Prevost, de Chicago, es el primer Papa de EEUU de 2.000 años de historia, y su liderazgo espiritual coincide con el nuevo orden mundial dibujado por Donald Trump.
Si elección ha sido una sorpresa relativa: el nuevo Pontífice no ha sido ninguno de los grandes favoritos que estos días han copado titulares en todo el mundo, pero su nombre ha sonado entre los tapados que podían dar la sorpresa. Y así ha sido.
Tras su alocución en italiano, en la que ha pedido «ayudadnos a construir puentes», León XIV se ha dirigido a los fieles de todo el mundo en español desde el balcón más universal del mundo para saludar a sus hasta ahora compañeros peruanos de la diócesis de Chiclayo, donde era obispo desde el 26 de septiembre de 2015.

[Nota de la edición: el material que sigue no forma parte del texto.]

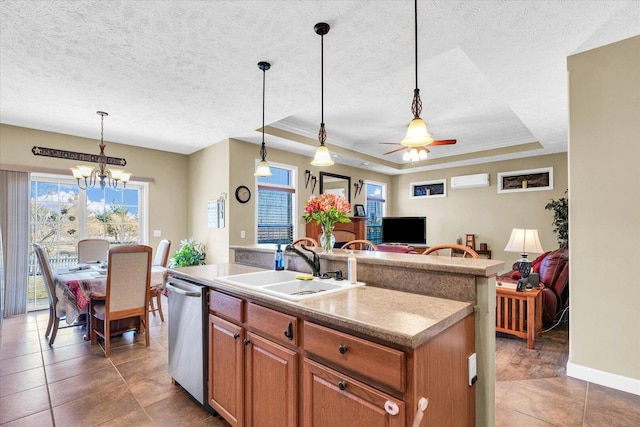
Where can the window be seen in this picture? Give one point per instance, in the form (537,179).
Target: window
(376,194)
(276,205)
(62,214)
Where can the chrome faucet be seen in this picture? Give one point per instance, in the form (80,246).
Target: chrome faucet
(313,262)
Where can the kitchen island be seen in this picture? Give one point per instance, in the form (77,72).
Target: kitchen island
(423,340)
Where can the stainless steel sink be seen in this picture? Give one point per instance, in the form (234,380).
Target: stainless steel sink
(283,284)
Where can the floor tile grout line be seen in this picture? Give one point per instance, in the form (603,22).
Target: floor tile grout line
(46,379)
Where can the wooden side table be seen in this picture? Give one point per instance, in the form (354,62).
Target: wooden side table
(519,313)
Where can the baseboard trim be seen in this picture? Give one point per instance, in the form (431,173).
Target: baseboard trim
(607,379)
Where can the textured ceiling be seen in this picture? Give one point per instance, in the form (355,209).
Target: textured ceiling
(182,75)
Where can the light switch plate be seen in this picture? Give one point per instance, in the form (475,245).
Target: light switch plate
(473,369)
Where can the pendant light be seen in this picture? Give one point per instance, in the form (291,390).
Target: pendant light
(417,134)
(322,157)
(88,176)
(263,166)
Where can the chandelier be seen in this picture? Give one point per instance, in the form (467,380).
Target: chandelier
(322,157)
(88,176)
(417,134)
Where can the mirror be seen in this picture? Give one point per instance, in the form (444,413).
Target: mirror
(339,185)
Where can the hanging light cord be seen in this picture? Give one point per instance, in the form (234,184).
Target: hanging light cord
(416,105)
(263,148)
(322,135)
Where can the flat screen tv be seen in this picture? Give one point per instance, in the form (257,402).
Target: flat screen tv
(404,229)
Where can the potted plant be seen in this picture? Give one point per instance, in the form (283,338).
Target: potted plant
(190,253)
(560,210)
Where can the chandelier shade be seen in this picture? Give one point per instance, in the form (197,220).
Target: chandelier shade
(88,176)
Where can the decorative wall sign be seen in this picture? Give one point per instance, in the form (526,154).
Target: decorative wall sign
(72,155)
(423,189)
(525,180)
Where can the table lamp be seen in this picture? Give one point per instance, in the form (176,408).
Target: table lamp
(524,240)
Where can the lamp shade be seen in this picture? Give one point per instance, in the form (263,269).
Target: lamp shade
(417,134)
(524,240)
(322,158)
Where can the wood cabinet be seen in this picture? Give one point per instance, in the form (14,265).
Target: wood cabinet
(253,379)
(351,402)
(268,368)
(343,231)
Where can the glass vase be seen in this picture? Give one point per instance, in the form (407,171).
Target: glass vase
(327,239)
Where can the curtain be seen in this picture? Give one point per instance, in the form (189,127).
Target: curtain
(14,221)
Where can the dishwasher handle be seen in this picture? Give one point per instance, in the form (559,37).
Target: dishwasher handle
(183,292)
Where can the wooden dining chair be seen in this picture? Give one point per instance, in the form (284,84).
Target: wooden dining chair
(126,296)
(307,241)
(362,245)
(92,250)
(155,292)
(467,252)
(50,286)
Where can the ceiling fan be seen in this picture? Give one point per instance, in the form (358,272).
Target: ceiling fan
(417,153)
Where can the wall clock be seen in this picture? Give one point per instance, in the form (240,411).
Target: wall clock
(243,194)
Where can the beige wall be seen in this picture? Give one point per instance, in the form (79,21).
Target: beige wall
(483,211)
(242,160)
(208,179)
(168,171)
(604,165)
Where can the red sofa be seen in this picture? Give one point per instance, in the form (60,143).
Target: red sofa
(553,268)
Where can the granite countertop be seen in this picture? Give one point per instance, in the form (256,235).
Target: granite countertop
(404,319)
(475,267)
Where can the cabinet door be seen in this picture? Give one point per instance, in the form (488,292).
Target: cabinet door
(333,399)
(271,384)
(226,373)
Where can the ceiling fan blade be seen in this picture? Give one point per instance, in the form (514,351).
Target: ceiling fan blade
(444,142)
(395,151)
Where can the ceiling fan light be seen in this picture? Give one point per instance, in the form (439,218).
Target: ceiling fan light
(417,134)
(263,169)
(322,157)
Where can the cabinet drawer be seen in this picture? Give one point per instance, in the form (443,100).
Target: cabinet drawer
(273,324)
(358,356)
(225,305)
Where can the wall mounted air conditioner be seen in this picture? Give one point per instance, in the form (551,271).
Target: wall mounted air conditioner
(470,181)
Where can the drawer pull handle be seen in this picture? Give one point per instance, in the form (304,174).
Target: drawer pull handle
(289,331)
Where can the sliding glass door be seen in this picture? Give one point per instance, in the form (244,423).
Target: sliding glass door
(62,214)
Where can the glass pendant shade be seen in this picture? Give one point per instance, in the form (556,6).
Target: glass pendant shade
(417,134)
(322,157)
(263,169)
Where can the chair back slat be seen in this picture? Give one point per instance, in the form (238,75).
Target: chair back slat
(128,277)
(90,250)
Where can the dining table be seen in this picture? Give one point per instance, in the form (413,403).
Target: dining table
(76,283)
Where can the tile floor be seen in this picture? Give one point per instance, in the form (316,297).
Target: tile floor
(73,384)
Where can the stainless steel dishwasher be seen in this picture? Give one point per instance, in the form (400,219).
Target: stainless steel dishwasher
(187,338)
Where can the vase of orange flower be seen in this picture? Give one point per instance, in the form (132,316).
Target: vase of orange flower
(327,210)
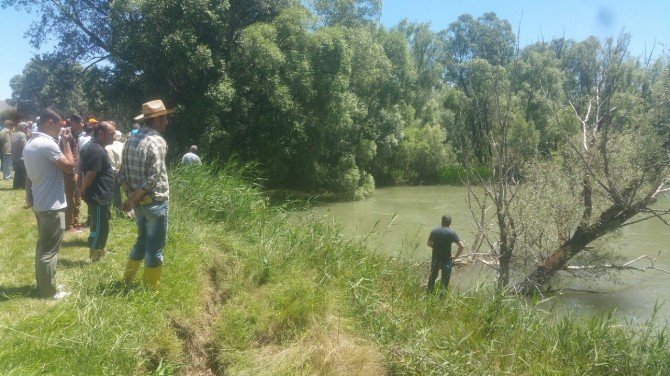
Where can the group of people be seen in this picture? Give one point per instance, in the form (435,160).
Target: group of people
(62,167)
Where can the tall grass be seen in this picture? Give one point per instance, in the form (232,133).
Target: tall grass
(317,273)
(248,290)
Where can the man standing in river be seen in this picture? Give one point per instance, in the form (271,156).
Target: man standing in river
(440,240)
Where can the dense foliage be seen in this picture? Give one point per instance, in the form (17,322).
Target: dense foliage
(318,93)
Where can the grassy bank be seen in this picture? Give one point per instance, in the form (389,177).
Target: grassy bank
(245,291)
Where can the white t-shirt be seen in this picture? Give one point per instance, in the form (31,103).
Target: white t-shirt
(39,155)
(190,158)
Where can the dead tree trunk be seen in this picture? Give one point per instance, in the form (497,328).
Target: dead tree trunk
(610,220)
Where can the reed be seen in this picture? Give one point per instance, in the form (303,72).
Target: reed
(248,288)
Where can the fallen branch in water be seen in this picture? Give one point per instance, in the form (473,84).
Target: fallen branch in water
(627,266)
(490,259)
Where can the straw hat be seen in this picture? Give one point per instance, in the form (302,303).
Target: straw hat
(153,109)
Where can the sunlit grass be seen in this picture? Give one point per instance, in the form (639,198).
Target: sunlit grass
(245,291)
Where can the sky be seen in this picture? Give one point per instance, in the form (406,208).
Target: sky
(648,22)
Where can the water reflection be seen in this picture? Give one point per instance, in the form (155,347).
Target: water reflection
(396,221)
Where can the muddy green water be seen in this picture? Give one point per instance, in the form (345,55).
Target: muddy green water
(396,222)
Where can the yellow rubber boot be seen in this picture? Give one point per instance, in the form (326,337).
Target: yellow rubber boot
(132,266)
(152,277)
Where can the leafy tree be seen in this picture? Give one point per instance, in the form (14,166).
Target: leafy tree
(50,81)
(347,13)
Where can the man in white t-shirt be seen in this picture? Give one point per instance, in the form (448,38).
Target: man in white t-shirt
(45,194)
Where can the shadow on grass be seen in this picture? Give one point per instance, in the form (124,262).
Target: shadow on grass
(16,292)
(67,263)
(115,288)
(75,242)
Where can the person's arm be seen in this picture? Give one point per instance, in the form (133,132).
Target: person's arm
(66,161)
(29,193)
(134,197)
(88,179)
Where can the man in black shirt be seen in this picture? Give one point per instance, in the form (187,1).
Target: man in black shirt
(98,187)
(440,240)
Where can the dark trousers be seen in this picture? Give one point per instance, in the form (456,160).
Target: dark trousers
(439,262)
(117,200)
(50,228)
(19,174)
(73,201)
(99,216)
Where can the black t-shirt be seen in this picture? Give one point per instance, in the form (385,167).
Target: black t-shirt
(94,157)
(442,238)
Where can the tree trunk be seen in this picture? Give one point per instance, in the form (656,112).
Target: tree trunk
(610,220)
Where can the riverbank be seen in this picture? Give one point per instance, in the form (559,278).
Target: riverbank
(247,292)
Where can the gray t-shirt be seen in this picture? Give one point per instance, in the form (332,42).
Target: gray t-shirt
(40,154)
(190,158)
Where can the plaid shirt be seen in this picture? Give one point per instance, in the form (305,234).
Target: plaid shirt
(143,164)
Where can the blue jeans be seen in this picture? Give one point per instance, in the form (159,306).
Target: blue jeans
(151,220)
(6,166)
(439,263)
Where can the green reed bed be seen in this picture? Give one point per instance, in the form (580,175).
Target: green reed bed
(247,289)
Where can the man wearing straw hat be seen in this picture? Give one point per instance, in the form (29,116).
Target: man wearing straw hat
(6,149)
(144,178)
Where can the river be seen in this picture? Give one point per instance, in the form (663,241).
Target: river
(396,221)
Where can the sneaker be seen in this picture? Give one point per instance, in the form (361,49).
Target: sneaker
(60,295)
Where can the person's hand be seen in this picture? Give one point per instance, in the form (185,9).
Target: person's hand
(66,135)
(133,200)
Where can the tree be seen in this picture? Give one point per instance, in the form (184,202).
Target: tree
(348,13)
(50,81)
(622,165)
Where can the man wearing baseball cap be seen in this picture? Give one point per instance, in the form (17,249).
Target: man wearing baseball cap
(144,178)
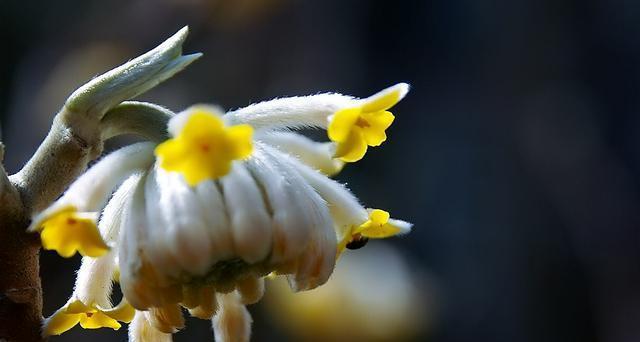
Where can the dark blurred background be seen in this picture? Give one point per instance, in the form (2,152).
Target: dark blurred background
(516,153)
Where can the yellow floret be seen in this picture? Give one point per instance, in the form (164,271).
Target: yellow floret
(89,317)
(354,129)
(205,148)
(68,231)
(376,227)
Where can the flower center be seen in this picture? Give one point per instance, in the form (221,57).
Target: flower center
(362,123)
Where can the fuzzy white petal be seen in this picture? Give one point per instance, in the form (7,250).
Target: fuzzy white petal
(318,260)
(343,205)
(94,280)
(138,281)
(318,155)
(157,246)
(290,112)
(232,322)
(186,234)
(141,331)
(215,218)
(290,221)
(248,216)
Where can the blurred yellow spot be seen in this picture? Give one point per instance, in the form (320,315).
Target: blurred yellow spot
(205,148)
(69,231)
(356,128)
(89,317)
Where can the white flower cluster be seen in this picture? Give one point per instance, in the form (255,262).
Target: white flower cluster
(207,246)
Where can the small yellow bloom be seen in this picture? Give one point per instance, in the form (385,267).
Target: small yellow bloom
(89,317)
(356,128)
(205,148)
(68,231)
(376,227)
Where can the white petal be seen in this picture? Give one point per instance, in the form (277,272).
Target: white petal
(94,280)
(249,218)
(290,221)
(232,322)
(290,112)
(175,125)
(186,234)
(343,205)
(139,285)
(214,215)
(157,250)
(318,155)
(401,88)
(141,331)
(318,260)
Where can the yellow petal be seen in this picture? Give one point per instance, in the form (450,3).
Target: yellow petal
(342,124)
(352,149)
(342,244)
(95,320)
(383,100)
(60,322)
(123,312)
(378,226)
(377,122)
(378,216)
(69,231)
(204,149)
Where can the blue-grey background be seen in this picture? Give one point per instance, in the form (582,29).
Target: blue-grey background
(516,153)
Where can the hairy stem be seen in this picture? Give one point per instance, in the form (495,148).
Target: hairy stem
(90,115)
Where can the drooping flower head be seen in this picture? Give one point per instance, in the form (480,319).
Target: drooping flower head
(199,220)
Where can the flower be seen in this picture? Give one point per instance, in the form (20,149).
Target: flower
(378,226)
(355,128)
(69,224)
(89,317)
(204,148)
(90,303)
(68,231)
(199,220)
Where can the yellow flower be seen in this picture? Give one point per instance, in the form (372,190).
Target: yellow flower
(378,226)
(68,231)
(205,148)
(356,128)
(89,317)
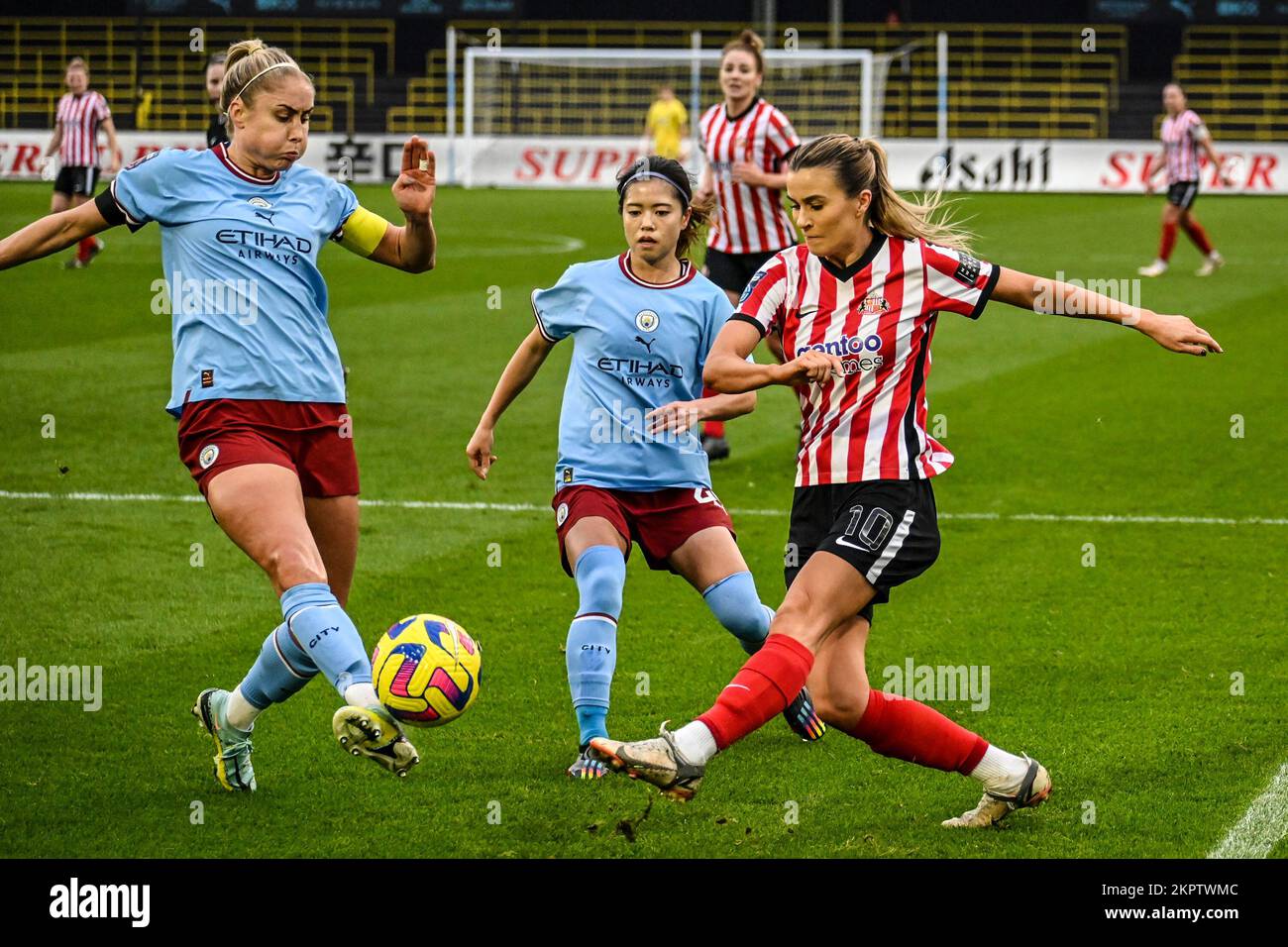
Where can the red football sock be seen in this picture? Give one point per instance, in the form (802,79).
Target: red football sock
(1167,243)
(1199,236)
(910,731)
(711,428)
(760,690)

El Vaticano nos dirá en algún momento cómo han sido los escrutinios, quiénes los ha encabezado hasta el último y si ha habido alguna anécdota.
La noticia que ha desatado el entusiasmo en la Plaza de San Pedro este jueves pasadas las 18:07 horas. El sucesor de Pedro ha conseguido los, al menos, 89 votos necesarios en la segunda jornada del Cónclave, que arrancó este miércoles. Ha sido en la votación de la tarde, tras la fumata negra de la mañana.